Home-sharing platform Airsorted has been rebranded by Ragged Edge as Houst, a combination of the words “house” and “host.” The renaming was a huge step for his client, says Ragged Edge co-founder Max Ottignon, but a necessary one that would allow the company to stand out as the leading lister of properties across accommodation booking-platforms like Airbnb, Booking.com, Expedia and HomeAway.
From the Ragged Edge website: “All professional hosting services looked the same, had similarly descriptive names, and pushed the same ‘hassle-free’ message. We rebranded Airsorted so it could stand apart, and stand on its own away from Airbnb.”
The bold, punchy name prompted the use of bold color, a very solid logo design, and chunky shapes. The shapes were inspired by floor plans and are meant to represent “spaces for opportunity.” They are used frequently as containers in the brand messaging.
• The design firm Ragged Edge, whose work is described in the article above, recently recreated its own brand identity. The process was prompted by a client email sent to co-founder Max Ottignon, informing him that his firm had lost out on a project to another design company that the client felt was almost identical to Ragged Edge. Ottignon knew something had to change.
Ironically, the loss of that project has led to the turning away of other projects, as the Ragged Edge team came to know itself and its capabilities better. From a recent Creative Boom article: “It's changed who we work with. When an enquiry comes in, there's now a strong chance we'll have to turn it down or refer it to someone else.
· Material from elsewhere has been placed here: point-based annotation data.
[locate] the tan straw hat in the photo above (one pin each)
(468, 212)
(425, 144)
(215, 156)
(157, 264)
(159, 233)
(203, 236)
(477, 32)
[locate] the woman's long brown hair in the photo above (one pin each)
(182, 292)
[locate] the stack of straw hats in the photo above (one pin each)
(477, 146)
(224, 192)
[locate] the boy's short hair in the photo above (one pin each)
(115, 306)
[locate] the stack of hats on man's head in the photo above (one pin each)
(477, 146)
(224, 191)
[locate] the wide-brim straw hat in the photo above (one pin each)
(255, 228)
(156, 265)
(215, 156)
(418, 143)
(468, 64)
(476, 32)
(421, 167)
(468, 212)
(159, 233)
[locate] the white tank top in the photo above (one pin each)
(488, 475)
That's scary, mainly when there's a significant budget attached.
“The first few times it happened, we wondered if we'd made a terrible mistake. But that selectiveness means the people we end up working with really buy into what we're doing. They have shared values, and they believe in our approach. They understand what we do differently, and that's why they've chosen us, not because of our past but because of their future.
“And by changing ourselves internally—who we work with and how we work with them—the output changed too. In the next few months, as our latest work starts to make its way into the world, I'm confident the change will be clear.”